Metadata-Version: 2.4
Name: dqm-ml-core
Version: 1.1.5
Summary: Python library designed provide core dqml metrics without huge dependencies, as well as common API shared by metrics
Author-email: Safenai <support@safenai.io>, IRT SystemX <support@irt-systemx.fr>
License-Expression: Apache-2.0
Project-URL: Homepage, https://irt-systemx.github.io/dqm-ml
Project-URL: Documentation, https://irt-systemx.github.io/dqm-ml
Project-URL: Repository, https://github.com/IRT-SystemX/dqm-ml
Keywords: ml,metrics,data
Classifier: Development Status :: 4 - Beta
Classifier: Intended Audience :: Developers
Classifier: Topic :: Software Development :: Libraries :: Python Modules
Classifier: Programming Language :: Python
Classifier: Programming Language :: Python :: 3.10
Classifier: Programming Language :: Python :: 3.11
Classifier: Programming Language :: Python :: 3.12
Classifier: Programming Language :: Python :: 3.13
Classifier: Typing :: Typed
Requires-Python: >=3.10
Description-Content-Type: text/markdown
Requires-Dist: pyarrow>=6.0.0
Requires-Dist: numpy>=1.20.0
Requires-Dist: pandas>=1.3.0
Requires-Dist: scipy>=1.7.0

# DQM-ML Core

This package defines the foundational API and core metrics for the DQM-ML V2 framework.

## Key Concepts

### `DatametricProcessor`

The base class for all metrics and feature extractors.
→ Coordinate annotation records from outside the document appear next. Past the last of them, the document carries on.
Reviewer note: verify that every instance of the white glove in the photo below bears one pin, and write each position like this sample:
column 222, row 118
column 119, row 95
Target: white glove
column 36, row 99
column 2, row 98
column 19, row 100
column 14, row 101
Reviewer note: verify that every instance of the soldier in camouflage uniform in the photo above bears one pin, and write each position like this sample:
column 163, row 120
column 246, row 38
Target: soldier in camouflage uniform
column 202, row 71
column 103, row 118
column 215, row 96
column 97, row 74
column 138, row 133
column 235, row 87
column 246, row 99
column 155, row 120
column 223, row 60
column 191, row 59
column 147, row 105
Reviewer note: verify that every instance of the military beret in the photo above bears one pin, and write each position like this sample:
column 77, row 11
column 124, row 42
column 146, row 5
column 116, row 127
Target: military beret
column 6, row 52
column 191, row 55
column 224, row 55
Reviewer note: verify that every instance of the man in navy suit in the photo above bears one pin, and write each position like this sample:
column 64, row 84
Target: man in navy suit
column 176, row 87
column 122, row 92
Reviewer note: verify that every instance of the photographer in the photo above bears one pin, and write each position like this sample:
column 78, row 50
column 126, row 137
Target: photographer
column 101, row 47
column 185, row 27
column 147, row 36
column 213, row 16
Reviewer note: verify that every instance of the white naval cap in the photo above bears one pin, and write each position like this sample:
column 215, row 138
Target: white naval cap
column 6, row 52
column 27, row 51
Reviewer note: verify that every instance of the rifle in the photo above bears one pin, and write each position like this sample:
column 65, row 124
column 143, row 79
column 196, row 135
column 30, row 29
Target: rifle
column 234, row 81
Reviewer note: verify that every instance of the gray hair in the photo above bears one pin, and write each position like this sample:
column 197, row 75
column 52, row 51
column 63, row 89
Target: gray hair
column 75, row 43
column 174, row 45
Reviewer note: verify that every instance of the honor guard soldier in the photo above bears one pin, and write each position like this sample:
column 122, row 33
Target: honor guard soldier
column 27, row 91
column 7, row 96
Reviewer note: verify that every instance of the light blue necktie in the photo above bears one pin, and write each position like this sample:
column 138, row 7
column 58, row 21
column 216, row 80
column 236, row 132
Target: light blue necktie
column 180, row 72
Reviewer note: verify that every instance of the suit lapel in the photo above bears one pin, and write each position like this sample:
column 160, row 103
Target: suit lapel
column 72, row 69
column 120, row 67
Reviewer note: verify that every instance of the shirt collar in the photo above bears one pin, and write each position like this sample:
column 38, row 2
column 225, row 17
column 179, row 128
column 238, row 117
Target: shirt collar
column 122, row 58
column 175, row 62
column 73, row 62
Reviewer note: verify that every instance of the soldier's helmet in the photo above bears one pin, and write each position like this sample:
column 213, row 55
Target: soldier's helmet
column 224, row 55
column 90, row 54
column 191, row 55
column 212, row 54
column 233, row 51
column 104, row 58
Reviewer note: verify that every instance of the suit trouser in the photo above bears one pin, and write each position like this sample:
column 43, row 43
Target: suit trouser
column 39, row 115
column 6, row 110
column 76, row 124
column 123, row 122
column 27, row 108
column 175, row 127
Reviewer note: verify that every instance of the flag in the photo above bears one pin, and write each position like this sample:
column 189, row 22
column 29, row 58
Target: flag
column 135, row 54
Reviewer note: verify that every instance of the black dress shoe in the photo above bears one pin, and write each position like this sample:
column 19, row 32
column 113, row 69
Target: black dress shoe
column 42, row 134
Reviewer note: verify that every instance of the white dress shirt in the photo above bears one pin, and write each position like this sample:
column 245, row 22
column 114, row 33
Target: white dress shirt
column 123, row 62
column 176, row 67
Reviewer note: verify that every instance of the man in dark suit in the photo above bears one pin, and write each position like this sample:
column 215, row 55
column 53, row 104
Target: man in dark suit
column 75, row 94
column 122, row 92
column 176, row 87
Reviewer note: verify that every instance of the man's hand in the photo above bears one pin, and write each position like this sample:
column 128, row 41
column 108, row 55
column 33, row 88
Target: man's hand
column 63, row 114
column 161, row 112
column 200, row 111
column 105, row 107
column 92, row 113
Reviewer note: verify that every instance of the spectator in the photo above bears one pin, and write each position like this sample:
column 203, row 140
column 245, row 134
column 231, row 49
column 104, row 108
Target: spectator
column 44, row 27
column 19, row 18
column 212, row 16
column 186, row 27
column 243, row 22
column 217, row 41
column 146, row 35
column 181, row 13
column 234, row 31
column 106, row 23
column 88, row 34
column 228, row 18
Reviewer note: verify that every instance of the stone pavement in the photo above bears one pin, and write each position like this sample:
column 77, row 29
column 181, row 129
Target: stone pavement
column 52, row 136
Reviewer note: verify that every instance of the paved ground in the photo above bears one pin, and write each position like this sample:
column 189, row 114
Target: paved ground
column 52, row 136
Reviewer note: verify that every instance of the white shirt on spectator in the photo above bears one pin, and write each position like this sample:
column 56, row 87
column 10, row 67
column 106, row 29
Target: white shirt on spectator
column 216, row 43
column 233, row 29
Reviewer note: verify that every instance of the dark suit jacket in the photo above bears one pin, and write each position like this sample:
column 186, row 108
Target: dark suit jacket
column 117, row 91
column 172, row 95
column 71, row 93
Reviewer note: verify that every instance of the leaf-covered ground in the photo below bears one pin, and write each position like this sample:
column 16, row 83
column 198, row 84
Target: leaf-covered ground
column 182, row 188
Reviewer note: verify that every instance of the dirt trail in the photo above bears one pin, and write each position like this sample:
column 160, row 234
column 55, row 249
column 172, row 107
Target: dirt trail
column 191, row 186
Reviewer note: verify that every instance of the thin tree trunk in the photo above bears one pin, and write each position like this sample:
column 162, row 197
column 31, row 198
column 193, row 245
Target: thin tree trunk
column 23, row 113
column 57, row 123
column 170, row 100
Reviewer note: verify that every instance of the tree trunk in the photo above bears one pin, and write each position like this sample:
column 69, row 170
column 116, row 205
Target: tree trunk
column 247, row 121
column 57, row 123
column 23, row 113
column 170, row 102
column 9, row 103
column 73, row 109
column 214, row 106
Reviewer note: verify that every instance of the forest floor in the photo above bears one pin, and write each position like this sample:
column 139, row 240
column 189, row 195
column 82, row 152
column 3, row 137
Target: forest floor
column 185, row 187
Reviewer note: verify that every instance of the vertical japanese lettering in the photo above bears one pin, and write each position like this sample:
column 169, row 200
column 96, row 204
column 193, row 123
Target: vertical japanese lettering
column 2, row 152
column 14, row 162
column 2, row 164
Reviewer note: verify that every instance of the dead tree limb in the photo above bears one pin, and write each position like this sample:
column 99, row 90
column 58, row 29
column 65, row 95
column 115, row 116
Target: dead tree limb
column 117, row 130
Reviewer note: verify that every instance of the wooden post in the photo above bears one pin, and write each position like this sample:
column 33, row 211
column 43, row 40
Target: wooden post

It supports a streaming architecture by splitting computation into two phases:
1. Batch Level: `compute_batch_metric()` updates intermediate statistics for a single chunk of data.
2. Dataset Level: `compute()` aggregates these statistics into final scores.

## Included Metrics

* Completeness: Analyzes null/missing values.
* Representativeness: Statistical distribution analysis (Chi-Square, KS, etc.).

## For Developers

To create a new metric:
1. Subclass `dqm_ml_core.api.data_processor.DatametricProcessor`.
2. Define `needed_columns()`, `generated_features()`, and `generated_metrics()`.
3. Implement the streaming logic in `compute_batch_metric()` and `compute()`.